**PURPOSE**

The goal of this workbook is to document Initial process by which I generated predictions for the WNCAA 2018 championship. My final predicitons were created by combining this the Glicko score and variance of each team, and other details available from  WNCAATourneyCompactResults.csv

**THEORY OF OPERATION**

In a given basketball game, a team1 scores a given number of points, though offense, and prevents a number of points, though defense. The same goes for team2. 

Let O1 be the offence of team1, O2 be the offense of team2, D1 be the defense of team1, and D2 be the defense of team2. All of these are random variables in units of points. 

As a result if O1 - D2 > O2 - D1 then team1 should be expected to win. As such let us define another variable *L*

let *L* = O1 + D1 - O2 - D2 

Thus P(*L* > 0) = P(team1 wins) and P(*L* < 0) = P(team2 wins)

Now to find a suitable measure of offense and defense.
I made the assumtions that over the course of a season a given teams opponents would be representative of that of the entire league, and that transitivity holds i.e. if team1 is likely to beat team2 and team2 is likely to beat team3 then team1 is likely to beat team3, likely referring to being expected to beat 50% of the time.

As such I chose O1 to be the average number of points scored in a game by team1, and D1 the negative average score of the opponent to team1 in a game.

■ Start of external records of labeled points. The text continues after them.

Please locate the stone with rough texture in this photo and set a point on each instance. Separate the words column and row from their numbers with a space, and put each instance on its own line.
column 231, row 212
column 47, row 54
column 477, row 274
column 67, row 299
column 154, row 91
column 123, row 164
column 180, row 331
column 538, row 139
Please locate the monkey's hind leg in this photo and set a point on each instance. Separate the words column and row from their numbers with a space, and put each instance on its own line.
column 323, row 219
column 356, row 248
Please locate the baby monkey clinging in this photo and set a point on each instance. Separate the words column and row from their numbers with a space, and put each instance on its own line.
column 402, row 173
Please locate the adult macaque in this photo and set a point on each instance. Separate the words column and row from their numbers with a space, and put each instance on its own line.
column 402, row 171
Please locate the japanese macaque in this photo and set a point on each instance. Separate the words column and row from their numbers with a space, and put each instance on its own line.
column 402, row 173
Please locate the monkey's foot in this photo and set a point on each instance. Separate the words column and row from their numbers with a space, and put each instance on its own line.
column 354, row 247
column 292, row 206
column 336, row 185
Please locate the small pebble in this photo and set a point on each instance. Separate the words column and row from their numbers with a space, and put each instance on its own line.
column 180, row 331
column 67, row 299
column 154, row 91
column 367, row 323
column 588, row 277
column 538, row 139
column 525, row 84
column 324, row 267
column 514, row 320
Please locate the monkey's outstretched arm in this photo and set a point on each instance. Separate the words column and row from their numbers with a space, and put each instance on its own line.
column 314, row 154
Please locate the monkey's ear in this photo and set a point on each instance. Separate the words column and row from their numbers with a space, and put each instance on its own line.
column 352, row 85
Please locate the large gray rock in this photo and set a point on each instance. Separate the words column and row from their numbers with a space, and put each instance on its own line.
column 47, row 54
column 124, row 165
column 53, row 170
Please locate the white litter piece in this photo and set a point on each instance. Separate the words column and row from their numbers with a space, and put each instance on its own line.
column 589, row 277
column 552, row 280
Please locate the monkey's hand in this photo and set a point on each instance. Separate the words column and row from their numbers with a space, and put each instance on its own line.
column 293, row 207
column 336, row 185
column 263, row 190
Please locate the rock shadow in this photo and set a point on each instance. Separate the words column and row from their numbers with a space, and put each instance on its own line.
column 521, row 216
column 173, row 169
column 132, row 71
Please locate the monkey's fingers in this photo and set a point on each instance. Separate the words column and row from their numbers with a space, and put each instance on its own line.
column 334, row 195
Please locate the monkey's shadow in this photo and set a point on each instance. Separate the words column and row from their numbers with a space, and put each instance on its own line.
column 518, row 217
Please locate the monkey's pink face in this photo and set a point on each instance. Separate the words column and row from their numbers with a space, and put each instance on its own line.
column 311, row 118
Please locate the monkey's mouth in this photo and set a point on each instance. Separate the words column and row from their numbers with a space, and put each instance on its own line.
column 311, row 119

As it turned out the both of these random variables appeared to be roughly normally distributed, thus with some simple statistics a description for *L* becomes easy. However, in principle any distribution should work with the appropriate math.

E(*L*) = E(O1) + E(D1) - E(O2) - E(D2) 

and 

var(*L*) = var(O1) + var(D1) + var(O2) + var(D2) 

**NOTE:**Tthe code below is to make the implementation later easier to read


In [1]:
import pandas as pd 
import numpy as np
import math
import scipy.stats as st

class Season():
    def __init__(self, year):
        self.year = year
        seasonResults = pd.read_csv("../input/WRegularSeasonCompactResults.csv")
        yearMask = seasonResults.loc[:,'Season'] == self.year
        self.games = seasonResults.loc[yearMask,:].copy()
        self.__setTeams()
        self.expectedScore = (self.games.loc[:,"WScore"].mean() + self.games.loc[:,"LScore"].mean()) / 2
        self.__calcErrors()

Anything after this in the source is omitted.